The Bench – Twins

Being a twin can be a blessing or a curse.  Sometimes, you get along well and you always have a companion.  You almost think each other’s thoughts and enjoy doing the same things, playing the same games, reading the same books.  Some twins have even been known to develop a secret language – with or without actual words – and can communicate in a world known only to themselves.  These are blessed children, indeed.

Then, there’s the other side of the coin.  The two children who are actually nothing like each other.  They may – or not – look exactly the same, but their characters, likes and dislikes are almost exactly opposite.  They hate being in each other’s company, perversely dislike whatever the other likes and are, generally, the bane of their parents’ lives.

Two such children were Althea and Carmen.  They were girls, identical in looks but oh so very different as people.  They were both pretty and admired as babies but, as they grew, their personalities began to affect their faces.  Althea was sweet-natured and kind.  Her face was always serene and relaxed, with a slight smile in the corners waiting to burst out.  Everyone liked her from the first moment; Carmen said once that she thought Althea bewitched people – literally.  Carmen, on the other hand, was jealous.  Of everything about Althea.  She was jealous of her ability to charm people,  She was jealous of the fact that Althea found it easier to learn the piano.  She was jealous of the fact that her puppy loved her, whilst Carmen’s ran away into corners to be as far from her as possible.  Before long, Carmen’s jealously had twisted her character and her face.  People used to find it difficult to tell the girls apart but no longer.
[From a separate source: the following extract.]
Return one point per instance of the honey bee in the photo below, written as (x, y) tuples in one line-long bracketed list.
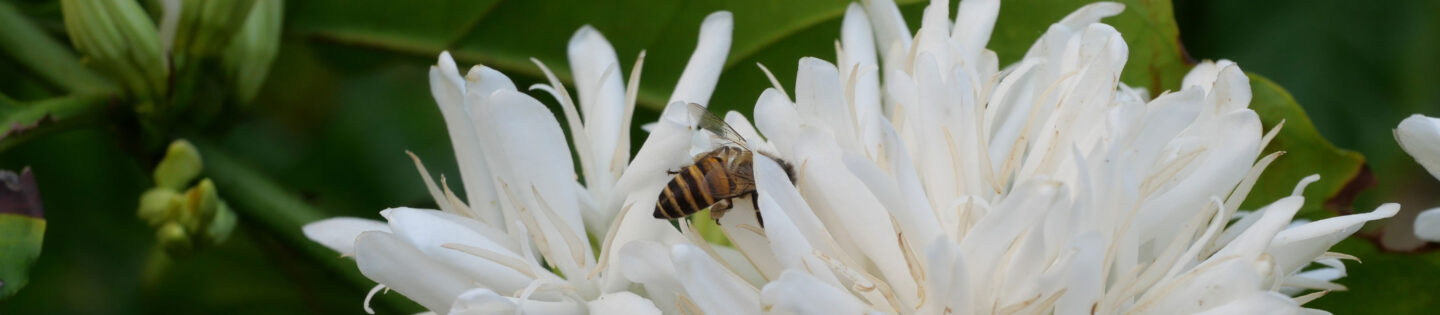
[(716, 177)]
And so it was that Carmen decided to take Althea to the park and let her have a little ‘accident’.  At the age of fifteen, she was all too unnaturally aware of the different ways someone could die without it looking deliberate.  There was a deep lake in the park and she was grateful for the fact that swimming was something that her sister could not do better than she could.

Their mother was overjoyed when Carmen suggested going to the park for a walk, even though it was already toward evening.  Perhaps things were improving, she hoped.  It was quite cold, so Carmen persuaded Althea to wear her big, woollen coat.  No point in catching a chill.  They also decided to take the dogs, although Carmen’s had to be persuaded.  They were waved off by their mother and she breathed a hopeful sigh as she turned, closed the door and returned to preparing the evening meal.

Carmen sat on the bench in the growing mist.  She wanted to go home.  She hated her sister and her stupid dog.  She hated her own dog; useless thing liked Althea more than he liked his own mistress.  Perhaps that was why he had jumped at her as she had moved to hit Althea over the head with a branch.  Perhaps that was why he had run in front of her as she chased Althea along the side of the lake, and why he had, seemingly, tripped her up with his lead.

The pain in her head, where she had hit the corner of the bench arm, didn’t hurt any more and, luckily, she had stopped feeling cold, even though she had left her coat at home.